La seconde remarque est la multiplicité des analyses de la migration internationale. Parmi celles-ci, il en est une, cependant, qui éclipse les autres : l’analyse néoclassique. Cette analyse propose de considérer la migration comme une réponse aux inégalités de revenus existant au sein et entre les espaces économiques nationaux. Cette idée semble largement admise en matière d’analyse des causes de la migration internationale. Cependant, elle souffre d’insuffisances patentes, en raison des hypothèses sur lesquelles elle se fonde, et prête à une série de critiques. En particulier, les inégalités économiques ou les différences de richesses entre les pays ne suffisent absolument pas à expliquer les migrations. En effet, d’autres facteurs autres que la dégradation des conditions de vie – sécheresse et famine – poussent les hommes à migrer, en particulier les guerres civiles, la violence et l’insécurité.

La troisième concerne l’évolution récente des flux migratoires vers les pays développés et les conséquences socio-économiques et politiques de l’immigration. Le ralentissement de la croissance économique de l’Europe Occidentale, suite notamment à la hausse brutale des prix du pétrole, a provoqué progressivement une situation de chômage croissant et déclenché dans le même temps un blocage de la migration de travail. Les travailleurs migrants ont beaucoup souffert de cette situation en étant les premières victimes des licenciements.

L’attractivité de la migration vers le Nord s’estompait à cause de l’augmentation du nombre de migrants chômeurs. Le solde migratoire vers le Nord devenait négatif, les migrants qui rentraient étaient beaucoup plus importants que ceux qui arrivaient. Ainsi par exemple, Paul R. Krugman et Maurice Obstfeld (1992, p. 191) nous rappellent que, de 1960 à 1969, l’émigration nette de Grèce, d’Italie, du Portugal et d’Espagne fut de 2,2 millions alors qu’elle ne fut que de 75 mille personnes de 1970 à 1979.

Ainsi, les migrations ont parfois engendré de sérieux problèmes sociaux et politiques, et ce même pendant la période de croissance rapide. Dans plusieurs pays d’accueil, les migrants sont considérés comme des citoyens de second rang, des personnes sans droit de vote, alors qu’ils peuvent constituer une proportion importante de la force de travail du pays hôte. Le cas de la Suisse illustre bien ce propos car les travailleurs migrants représentaient le tiers de la main-d’oeuvre totale120. Cette situation provoque souvent chez les immigrants des sentiments d’amertume et d’infériorité.

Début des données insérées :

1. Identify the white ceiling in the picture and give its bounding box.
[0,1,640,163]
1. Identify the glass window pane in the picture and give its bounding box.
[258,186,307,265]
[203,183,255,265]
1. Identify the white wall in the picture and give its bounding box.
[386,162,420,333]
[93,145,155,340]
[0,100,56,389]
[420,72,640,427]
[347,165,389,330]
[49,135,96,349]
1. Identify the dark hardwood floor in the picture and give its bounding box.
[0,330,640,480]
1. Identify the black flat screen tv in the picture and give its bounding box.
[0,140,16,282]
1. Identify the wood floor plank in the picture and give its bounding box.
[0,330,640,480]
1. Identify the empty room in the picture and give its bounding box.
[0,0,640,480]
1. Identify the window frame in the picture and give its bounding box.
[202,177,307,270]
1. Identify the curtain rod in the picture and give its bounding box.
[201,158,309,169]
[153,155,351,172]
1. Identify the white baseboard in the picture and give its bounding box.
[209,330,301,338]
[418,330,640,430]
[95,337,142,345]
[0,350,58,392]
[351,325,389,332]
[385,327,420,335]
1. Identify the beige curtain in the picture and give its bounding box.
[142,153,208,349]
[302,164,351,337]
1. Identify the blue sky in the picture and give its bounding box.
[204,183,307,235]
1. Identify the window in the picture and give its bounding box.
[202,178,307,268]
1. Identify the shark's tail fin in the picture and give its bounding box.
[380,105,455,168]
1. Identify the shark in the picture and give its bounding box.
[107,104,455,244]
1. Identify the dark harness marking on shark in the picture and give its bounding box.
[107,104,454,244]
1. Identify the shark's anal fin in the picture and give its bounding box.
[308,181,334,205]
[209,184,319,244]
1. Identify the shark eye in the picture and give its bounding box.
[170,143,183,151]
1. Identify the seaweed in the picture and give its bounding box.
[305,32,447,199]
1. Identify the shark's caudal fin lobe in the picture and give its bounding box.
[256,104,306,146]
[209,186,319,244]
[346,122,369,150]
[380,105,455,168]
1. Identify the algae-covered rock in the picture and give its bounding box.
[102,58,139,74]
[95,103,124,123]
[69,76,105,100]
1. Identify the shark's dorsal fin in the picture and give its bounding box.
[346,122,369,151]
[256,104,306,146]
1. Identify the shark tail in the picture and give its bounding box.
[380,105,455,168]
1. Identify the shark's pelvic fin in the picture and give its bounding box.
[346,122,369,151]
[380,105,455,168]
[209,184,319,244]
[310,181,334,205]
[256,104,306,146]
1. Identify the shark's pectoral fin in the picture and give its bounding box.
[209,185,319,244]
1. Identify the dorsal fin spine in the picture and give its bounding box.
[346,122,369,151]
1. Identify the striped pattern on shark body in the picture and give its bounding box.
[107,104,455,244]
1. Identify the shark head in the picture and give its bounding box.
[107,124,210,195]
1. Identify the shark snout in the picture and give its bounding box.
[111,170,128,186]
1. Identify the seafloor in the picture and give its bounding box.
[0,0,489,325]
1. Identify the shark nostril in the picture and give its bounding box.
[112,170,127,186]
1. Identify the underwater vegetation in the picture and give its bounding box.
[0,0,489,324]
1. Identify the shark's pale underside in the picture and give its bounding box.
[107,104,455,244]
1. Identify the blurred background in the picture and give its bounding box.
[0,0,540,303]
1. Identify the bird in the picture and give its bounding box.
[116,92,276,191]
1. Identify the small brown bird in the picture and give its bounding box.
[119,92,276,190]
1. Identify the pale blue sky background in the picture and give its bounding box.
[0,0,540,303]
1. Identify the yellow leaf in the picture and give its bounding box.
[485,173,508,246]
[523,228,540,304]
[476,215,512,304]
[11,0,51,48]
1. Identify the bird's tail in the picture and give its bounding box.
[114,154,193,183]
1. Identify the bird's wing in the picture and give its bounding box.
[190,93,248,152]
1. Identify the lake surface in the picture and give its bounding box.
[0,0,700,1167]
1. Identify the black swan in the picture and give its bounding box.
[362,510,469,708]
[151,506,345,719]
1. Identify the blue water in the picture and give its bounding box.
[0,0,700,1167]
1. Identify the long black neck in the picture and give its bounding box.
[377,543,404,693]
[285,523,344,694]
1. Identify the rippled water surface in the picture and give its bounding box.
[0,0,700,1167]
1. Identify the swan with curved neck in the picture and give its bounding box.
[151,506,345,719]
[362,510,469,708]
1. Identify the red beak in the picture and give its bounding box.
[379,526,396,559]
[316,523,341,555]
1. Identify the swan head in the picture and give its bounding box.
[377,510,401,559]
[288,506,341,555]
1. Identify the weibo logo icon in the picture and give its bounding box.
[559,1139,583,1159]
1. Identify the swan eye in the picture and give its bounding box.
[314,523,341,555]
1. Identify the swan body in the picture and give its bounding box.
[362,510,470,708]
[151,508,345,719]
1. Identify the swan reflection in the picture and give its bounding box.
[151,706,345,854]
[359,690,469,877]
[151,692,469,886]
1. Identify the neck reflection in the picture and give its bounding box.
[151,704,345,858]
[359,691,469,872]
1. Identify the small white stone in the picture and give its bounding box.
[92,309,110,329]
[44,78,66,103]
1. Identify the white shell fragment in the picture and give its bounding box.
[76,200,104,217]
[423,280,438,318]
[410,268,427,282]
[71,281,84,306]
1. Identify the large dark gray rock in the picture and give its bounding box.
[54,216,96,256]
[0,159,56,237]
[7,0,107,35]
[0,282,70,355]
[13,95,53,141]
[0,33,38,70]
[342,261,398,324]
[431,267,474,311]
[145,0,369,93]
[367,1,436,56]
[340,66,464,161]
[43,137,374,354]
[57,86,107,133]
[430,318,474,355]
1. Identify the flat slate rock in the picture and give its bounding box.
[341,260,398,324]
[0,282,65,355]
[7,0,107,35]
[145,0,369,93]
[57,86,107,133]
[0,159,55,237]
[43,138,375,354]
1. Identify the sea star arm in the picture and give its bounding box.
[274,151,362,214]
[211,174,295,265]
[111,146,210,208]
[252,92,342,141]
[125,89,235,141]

La quatrième et dernière remarque est relative à notre objet d’étude. Il ressort de l’analyse précédente que ni les théories macro-économiques, ni les théories micro-économiques quoique fondées sur les motifs socio-psychologiques ne peuvent, du moins dans un premier temps, nous être d’un grand secours pour étudier le comportement financier des migrants maliens et sénégalais. Ces théories reposent sur une approche à macro-échelle qui ne permet pas de saisir les représentations des acteurs. Or les représentations sont une part active de la réalité car elles sont une construction qui est condition de l’action.

Ainsi, la nécessité de recourir à l’enquête par entretien – qui est une approche à micro-échelle – s’impose pour saisir les représentations et les pratiques des migrants maliens et sénégalais résidant en France. Le chapitre suivant est essentiellement consacré à l’exposé de la méthode des entretiens de récits de vie.

Notes
120.

Paul R. Krugman et Maurice Obstfeld (1992, p. 191) citent Max Frisch, un auteur suisse qui avait écrit à ce propos : « Nous demandions des travailleurs mais ce sont des êtres humains qui sont venus ».